Kolaj: Independent Türkçe

İlgililerin yakından izlediği gibi; 7 Ekim 2023'teki Filistin silahlı direniş hareketi Hamas ile direnişçi müttefikleri, "El Aksa Tufanı" adıyla İsrail denetimi altındaki topraklara 3 bin milisle girerek büyük bir baskın gerçekleştirdiler.

Baskın sonrası 240 İsrailliyi rehin aldılar, İsrail'e ait askeri ve sivil yerleşim yerlerini tahrip ettiler.

Birkaç gün sonra da İsrail bütün gücüyle Gazze bölgesine yüklenerek operasyon üzerine operasyon düzenledi.

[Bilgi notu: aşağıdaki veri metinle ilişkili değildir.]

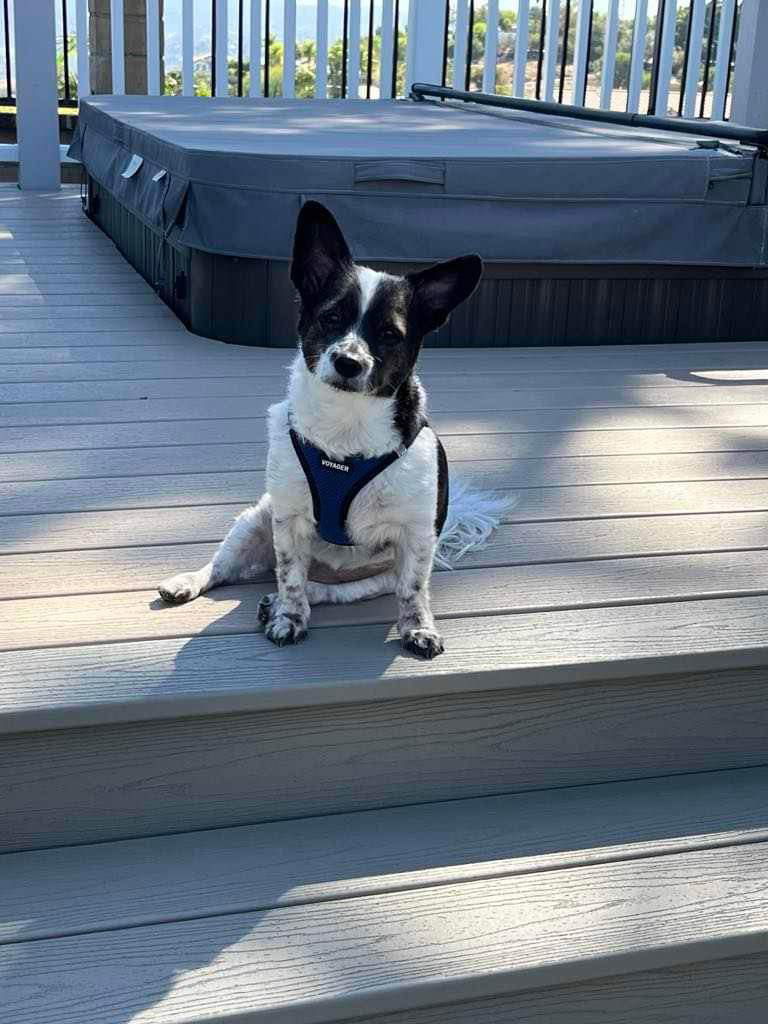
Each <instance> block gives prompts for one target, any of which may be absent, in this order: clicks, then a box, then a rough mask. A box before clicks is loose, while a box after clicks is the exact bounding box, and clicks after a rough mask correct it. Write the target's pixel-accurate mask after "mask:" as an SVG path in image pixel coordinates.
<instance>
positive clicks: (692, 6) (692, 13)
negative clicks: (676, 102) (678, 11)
mask: <svg viewBox="0 0 768 1024" xmlns="http://www.w3.org/2000/svg"><path fill="white" fill-rule="evenodd" d="M693 3H694V0H690V3H689V4H688V24H687V25H686V27H685V54H684V56H683V70H682V73H681V75H680V95H679V97H678V101H677V113H678V116H679V117H682V116H683V103H684V102H685V83H686V82H687V80H688V63H689V60H690V40H691V28H692V26H693Z"/></svg>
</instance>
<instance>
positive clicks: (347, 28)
mask: <svg viewBox="0 0 768 1024" xmlns="http://www.w3.org/2000/svg"><path fill="white" fill-rule="evenodd" d="M348 55H349V0H344V27H343V30H342V33H341V98H342V99H344V98H345V97H346V94H347V57H348Z"/></svg>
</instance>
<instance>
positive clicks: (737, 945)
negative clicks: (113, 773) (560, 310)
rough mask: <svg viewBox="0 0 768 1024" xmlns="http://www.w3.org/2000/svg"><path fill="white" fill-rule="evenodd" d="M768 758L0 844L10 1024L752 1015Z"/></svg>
mask: <svg viewBox="0 0 768 1024" xmlns="http://www.w3.org/2000/svg"><path fill="white" fill-rule="evenodd" d="M767 784H768V768H761V769H745V770H740V771H731V772H714V773H707V774H700V775H689V776H681V777H675V778H659V779H652V780H643V781H638V782H629V783H613V784H606V785H594V786H585V787H573V788H567V790H559V791H545V792H539V793H536V794H524V795H513V796H504V797H493V798H486V799H482V800H466V801H451V802H445V803H441V804H431V805H422V806H418V807H417V806H415V807H409V808H398V809H389V810H384V811H373V812H358V813H355V814H349V815H333V816H329V817H322V818H316V817H315V818H307V819H303V820H294V821H287V822H280V823H270V824H263V825H256V826H250V827H244V828H225V829H215V830H210V831H202V833H194V834H186V835H180V836H175V837H163V838H153V839H143V840H134V841H128V842H119V843H106V844H99V845H94V846H83V847H78V848H69V849H59V850H49V851H37V852H32V853H19V854H6V855H3V856H2V857H1V858H0V907H1V908H2V910H0V974H2V976H3V1004H4V1013H5V1014H6V1015H8V1017H7V1019H9V1020H12V1021H13V1022H14V1024H33V1022H34V1024H52V1022H55V1024H127V1022H128V1021H130V1022H131V1024H172V1022H173V1024H180V1022H185V1024H202V1022H209V1024H210V1022H215V1021H219V1020H221V1021H224V1020H233V1019H237V1020H238V1021H243V1022H258V1024H288V1022H290V1024H330V1022H334V1021H347V1020H355V1021H360V1022H365V1024H437V1022H439V1021H445V1022H447V1024H479V1022H480V1021H482V1022H488V1024H502V1022H504V1024H508V1022H512V1024H523V1022H526V1024H527V1022H529V1021H531V1020H548V1021H549V1020H556V1019H558V1018H559V1017H560V1016H561V1015H563V1019H567V1020H568V1022H571V1021H577V1022H580V1024H583V1022H584V1024H586V1022H587V1021H592V1020H596V1019H606V1020H608V1019H609V1020H611V1022H613V1021H616V1022H620V1024H673V1022H674V1024H681V1022H686V1024H687V1022H689V1024H693V1022H696V1021H700V1020H705V1019H706V1020H712V1021H718V1022H730V1021H738V1022H739V1024H757V1022H758V1021H762V1020H763V1019H764V1009H765V1000H766V999H768V889H767V888H766V878H767V877H768V809H767V805H766V801H765V799H764V796H765V792H766V785H767Z"/></svg>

Yaklaşık 70 bin sivil (kadın, yaşlı, çocuk) öldürüldü. Gazze yerle bir edildi.

Ardından kuzeyden İsrail'e roket-füze-SİHA ile saldıran ve Hamas ile dayanışma içinde olan Lübnan Hizbullah partisine yüklenerek başta hareketin lideri Hasan Nasrallah olmak üzere yüzden fazla komutanını öldürdü.

Bu saldırılardan sonra Hizbullah zayıfladı; Lübnan siyaset sahnesindeki eski gücü ve söylenecek sözü kalmadı.

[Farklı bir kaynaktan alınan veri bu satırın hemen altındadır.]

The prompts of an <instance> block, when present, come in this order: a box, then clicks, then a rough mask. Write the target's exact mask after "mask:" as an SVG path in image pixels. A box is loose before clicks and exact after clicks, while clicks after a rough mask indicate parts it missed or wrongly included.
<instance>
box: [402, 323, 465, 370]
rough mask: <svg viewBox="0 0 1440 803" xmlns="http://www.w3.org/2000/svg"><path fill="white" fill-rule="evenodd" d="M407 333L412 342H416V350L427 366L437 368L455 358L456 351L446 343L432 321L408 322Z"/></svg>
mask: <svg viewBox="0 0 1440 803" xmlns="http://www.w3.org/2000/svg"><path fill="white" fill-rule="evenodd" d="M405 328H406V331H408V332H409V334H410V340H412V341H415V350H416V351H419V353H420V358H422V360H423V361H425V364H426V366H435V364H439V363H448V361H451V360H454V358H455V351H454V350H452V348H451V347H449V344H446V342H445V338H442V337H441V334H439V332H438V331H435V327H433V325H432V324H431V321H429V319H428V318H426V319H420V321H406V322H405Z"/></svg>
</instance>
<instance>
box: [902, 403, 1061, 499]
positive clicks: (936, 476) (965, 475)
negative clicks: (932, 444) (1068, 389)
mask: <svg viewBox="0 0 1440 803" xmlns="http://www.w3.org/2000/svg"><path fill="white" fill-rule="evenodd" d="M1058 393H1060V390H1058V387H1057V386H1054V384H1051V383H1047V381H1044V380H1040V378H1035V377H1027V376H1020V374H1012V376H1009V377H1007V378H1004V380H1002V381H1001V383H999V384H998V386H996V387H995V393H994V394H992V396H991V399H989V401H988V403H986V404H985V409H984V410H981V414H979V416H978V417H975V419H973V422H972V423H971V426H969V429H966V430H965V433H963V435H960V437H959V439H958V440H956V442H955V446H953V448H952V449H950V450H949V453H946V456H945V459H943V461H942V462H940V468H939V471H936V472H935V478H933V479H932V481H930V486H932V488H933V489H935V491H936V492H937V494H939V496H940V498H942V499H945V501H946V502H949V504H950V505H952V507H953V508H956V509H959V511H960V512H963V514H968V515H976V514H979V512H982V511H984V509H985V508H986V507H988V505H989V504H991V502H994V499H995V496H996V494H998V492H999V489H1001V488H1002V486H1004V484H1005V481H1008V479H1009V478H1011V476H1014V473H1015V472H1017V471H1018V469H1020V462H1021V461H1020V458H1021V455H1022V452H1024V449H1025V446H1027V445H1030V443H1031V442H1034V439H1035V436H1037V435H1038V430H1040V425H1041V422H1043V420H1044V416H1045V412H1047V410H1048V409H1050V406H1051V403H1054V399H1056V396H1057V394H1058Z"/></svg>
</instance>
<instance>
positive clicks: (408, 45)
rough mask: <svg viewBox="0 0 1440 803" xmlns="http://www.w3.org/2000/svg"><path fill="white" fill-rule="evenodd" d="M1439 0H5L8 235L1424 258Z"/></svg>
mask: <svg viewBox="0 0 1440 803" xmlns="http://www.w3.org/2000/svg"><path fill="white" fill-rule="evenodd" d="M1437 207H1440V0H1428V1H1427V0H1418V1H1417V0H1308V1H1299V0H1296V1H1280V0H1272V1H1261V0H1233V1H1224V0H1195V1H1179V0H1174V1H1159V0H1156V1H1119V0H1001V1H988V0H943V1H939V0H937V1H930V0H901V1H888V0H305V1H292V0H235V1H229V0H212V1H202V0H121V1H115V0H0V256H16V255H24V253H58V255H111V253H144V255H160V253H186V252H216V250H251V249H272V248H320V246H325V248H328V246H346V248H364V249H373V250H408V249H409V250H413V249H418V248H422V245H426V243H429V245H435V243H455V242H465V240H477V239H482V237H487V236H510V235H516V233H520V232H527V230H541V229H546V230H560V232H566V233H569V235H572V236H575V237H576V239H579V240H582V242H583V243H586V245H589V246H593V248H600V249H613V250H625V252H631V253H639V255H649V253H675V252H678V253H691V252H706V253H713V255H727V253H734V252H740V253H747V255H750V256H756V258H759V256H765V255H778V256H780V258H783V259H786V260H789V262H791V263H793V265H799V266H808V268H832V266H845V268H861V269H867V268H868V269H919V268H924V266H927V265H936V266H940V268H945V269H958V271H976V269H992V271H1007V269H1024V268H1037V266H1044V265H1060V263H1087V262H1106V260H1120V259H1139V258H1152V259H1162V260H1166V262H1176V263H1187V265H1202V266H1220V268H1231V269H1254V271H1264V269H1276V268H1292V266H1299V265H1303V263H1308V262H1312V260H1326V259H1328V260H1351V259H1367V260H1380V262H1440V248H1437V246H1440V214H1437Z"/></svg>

Bunun üzerine devreye giren ABD-Fransa-Suudi Arabistan, ülkeyi kendi denetimlerine almak üzere harekete geçtiler.

Nitekim Trump'ın Suriye ve Lübnan'daki özel temsilcileri Hizbullah'ın silahsızlandırılması için yoğun çaba harcamaktalar.

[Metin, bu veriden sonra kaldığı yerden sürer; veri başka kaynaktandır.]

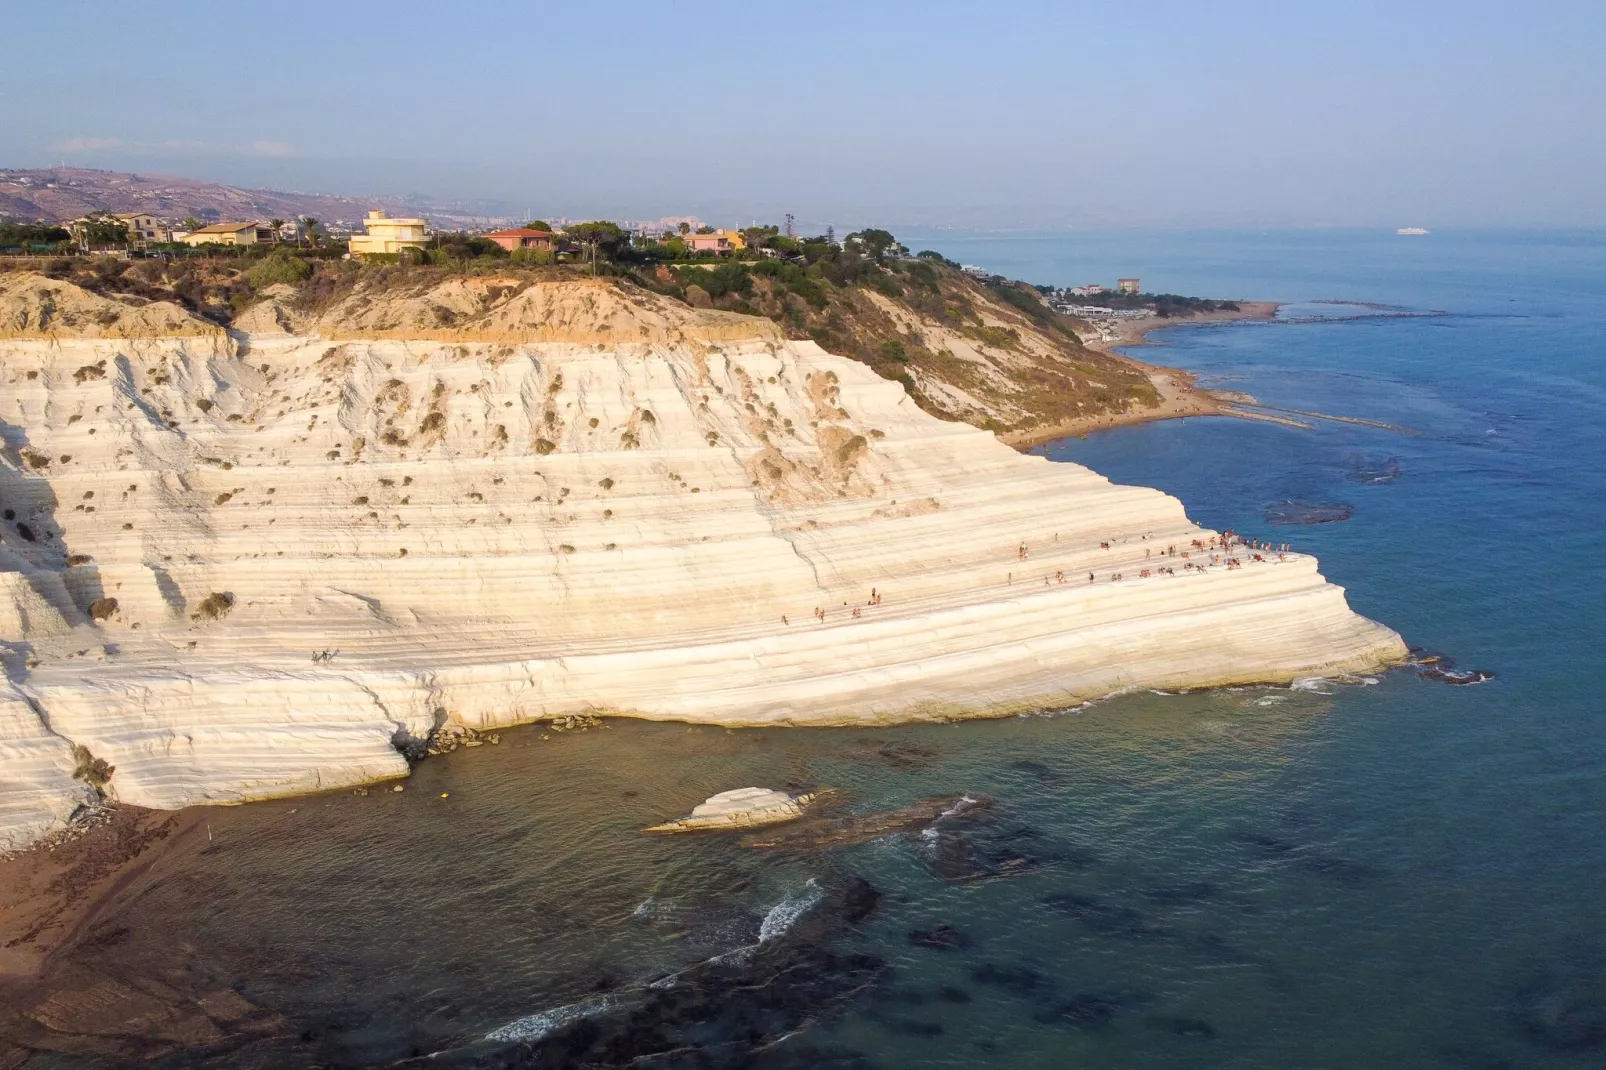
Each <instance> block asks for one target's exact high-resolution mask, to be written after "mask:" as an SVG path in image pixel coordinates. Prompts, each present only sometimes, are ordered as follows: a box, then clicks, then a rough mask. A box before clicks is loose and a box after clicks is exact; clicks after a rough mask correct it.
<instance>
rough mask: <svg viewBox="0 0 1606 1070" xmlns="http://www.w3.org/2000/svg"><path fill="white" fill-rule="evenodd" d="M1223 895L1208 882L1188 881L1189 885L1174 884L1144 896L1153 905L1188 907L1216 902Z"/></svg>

Neticede eskiden Suriye-Hizbullah-İran ittifakının denetiminde olup da İsrail ve ABD karşıtı politikalar üretebilen Lübnan, bundan böyle ABD-Fransa-ABD politikaları doğrultusunda faaliyet göstermeye mecbur kılınacaktır.

Bu durum, 1975'te başlayıp 1990'da sona erdirilen Lübnan iç savaşını hatırlatmaktadır.

Tarihin tekerrürü ile jeopolitik oyunların bölgede yarattığı sonuçlardan ders almak için, bu yazımda ben de Lübnan iç savaşı ile dönemin Dürzi lideri Kemal Canbulat'ın (Kemal Beg) Suriye istihbaratı tarafından katledilişinin perde arkasını yazacağım.
 


15 yıl süren Lübnan İç Savaşı

Konuya Vikipedi ansiklopedisi Türkçe ve Wikipedia İngilizcedeki kayıtlarına dayanarak iç savaş ile sonrasının tarihini özetleyerek başlıyorum:

Lübnan İç Savaşı (Arapça: الحرب الأهلية اللبنانية‎), 1975'ten 1990 yılına kadar Lübnan'da yaklaşık olarak 150-230 bin insanın ölümüne neden oldu.

Yaklaşık 350 bin kişi yaralanmış, bir milyondan fazla insan ülkesini terk etti.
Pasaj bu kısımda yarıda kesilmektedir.